Macron a pris la décision choc de dissoudre l’Assemblée nationale dimanche soir après que son alliance centriste ait subi une défaite meurtrière aux élections au Parlement européen face au Rassemblement National de Le Pen. Il a justifié ce pari aux enjeux élevés comme étant nécessaire pour que les électeurs fixent une direction claire pour le pays et mettent fin à l’impasse parlementaire en place depuis que son alliance centriste a perdu sa majorité en 2022.

Peu de temps avant le premier tour du scrutin du 30 juin, Macron a fait son discours public devant les partis de centre-gauche tels que les Socialistes et les Verts, ainsi que le parti de centre-droit Les Républicains dimanche soir. Mais ses alliés potentiels ont jusqu’à présent rejeté son offre.

Le leader LR Éric Ciotti a déclaré qu’il était « hors de question d’entrer dans une coalition avec ceux qui ont tant endommagé la France ». Les factions de gauche, longtemps fragmentées, ont déclaré qu’elles chercheraient à constituer des listes communes, mais ont refusé de travailler avec le parti Renaissance de Macron.

Les élections législatives anticipées pourraient constituer un tournant pour la présidence de Macron, qui reste dans trois ans, et pour l’orientation future de la démocratie française. C’est la première fois en près de 30 ans qu’un président écourte le mandat de l’Assemblée – une décision qui a perturbé les marchés lundi.

« Ce seront les élections législatives les plus importantes pour la France et pour les Français dans l’histoire de la Ve République », a déclaré lundi matin le ministre des Finances Bruno Le Maire sur la radio RTL.

Stéphane Séjourné, le ministre des Affaires étrangères qui dirige également le parti Renaissance, a déclaré sur France Inter qu’il espérait « discuter avec toutes les personnes raisonnables avec lesquelles nous pouvons travailler et désigner ceux qui peuvent adhérer à notre projet ».

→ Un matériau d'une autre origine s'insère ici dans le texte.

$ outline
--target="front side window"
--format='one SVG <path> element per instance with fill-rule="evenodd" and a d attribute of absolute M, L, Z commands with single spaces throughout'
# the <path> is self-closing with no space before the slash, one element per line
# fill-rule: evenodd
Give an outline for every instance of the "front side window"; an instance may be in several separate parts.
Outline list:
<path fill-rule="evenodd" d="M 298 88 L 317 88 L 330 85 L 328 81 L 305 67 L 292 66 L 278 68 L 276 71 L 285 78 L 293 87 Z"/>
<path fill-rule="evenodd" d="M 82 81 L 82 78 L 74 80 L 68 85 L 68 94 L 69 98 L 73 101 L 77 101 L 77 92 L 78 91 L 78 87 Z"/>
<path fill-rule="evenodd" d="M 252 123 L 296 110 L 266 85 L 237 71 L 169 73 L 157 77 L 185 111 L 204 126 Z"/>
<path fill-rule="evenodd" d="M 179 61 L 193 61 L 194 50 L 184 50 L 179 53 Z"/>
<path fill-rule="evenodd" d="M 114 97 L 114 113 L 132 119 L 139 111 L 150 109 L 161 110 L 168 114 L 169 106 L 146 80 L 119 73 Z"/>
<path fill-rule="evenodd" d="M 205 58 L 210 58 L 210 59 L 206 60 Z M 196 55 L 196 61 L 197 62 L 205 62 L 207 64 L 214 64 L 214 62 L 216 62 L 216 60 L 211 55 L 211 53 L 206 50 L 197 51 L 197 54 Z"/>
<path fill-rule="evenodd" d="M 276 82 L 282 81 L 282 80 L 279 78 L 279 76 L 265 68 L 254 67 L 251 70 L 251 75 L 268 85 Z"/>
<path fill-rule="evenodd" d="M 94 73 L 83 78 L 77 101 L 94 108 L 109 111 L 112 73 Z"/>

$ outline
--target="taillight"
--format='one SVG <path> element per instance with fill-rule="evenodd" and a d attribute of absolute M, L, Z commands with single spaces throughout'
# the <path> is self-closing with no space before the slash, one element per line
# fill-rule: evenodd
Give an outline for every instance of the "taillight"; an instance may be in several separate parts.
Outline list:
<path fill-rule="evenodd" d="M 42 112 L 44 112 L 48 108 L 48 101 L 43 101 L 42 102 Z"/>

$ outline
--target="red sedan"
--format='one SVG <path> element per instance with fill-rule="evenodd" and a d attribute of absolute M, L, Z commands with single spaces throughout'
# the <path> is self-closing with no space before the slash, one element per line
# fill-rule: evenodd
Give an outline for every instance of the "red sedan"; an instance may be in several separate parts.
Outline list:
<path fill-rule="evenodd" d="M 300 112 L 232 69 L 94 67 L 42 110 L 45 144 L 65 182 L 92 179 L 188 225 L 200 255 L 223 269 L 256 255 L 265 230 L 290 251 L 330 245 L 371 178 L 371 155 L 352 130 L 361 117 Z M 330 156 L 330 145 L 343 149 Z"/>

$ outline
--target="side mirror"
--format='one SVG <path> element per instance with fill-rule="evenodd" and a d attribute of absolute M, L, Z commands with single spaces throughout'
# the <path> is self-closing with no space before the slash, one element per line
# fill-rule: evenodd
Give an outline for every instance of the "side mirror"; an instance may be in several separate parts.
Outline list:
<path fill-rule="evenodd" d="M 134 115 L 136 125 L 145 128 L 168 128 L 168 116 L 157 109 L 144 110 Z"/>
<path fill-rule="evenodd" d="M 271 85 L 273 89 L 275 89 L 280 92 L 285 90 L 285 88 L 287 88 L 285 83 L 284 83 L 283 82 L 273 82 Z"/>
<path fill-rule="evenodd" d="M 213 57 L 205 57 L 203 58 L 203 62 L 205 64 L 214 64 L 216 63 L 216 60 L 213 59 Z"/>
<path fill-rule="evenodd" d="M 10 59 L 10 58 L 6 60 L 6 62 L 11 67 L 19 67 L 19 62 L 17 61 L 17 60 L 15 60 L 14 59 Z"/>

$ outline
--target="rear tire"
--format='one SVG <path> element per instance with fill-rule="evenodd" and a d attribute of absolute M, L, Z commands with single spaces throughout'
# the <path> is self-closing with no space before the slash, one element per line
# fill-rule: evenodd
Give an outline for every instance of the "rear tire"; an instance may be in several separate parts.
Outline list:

Après une belle performance lors du vote au Parlement européen, le secrétaire du parti socialiste Olivier Faure a appelé la gauche à s’unir pour « créer un front populaire contre l’extrême droite », mais a rejeté tout accord avec le parti de Macron. Il a déclaré qu’il était « totalement illusoire » de penser que la gauche adhérerait au programme de Macron.

Le seul parti qui a peu besoin d’alliances est le RN de Le Pen, même si l’un de ses principaux députés, Sébastien Chenu, a déclaré que des hommes politiques d’autres partis pourraient rejoindre leur liste électorale s’ils « partageaient le programme de propositions que nous présenterons ».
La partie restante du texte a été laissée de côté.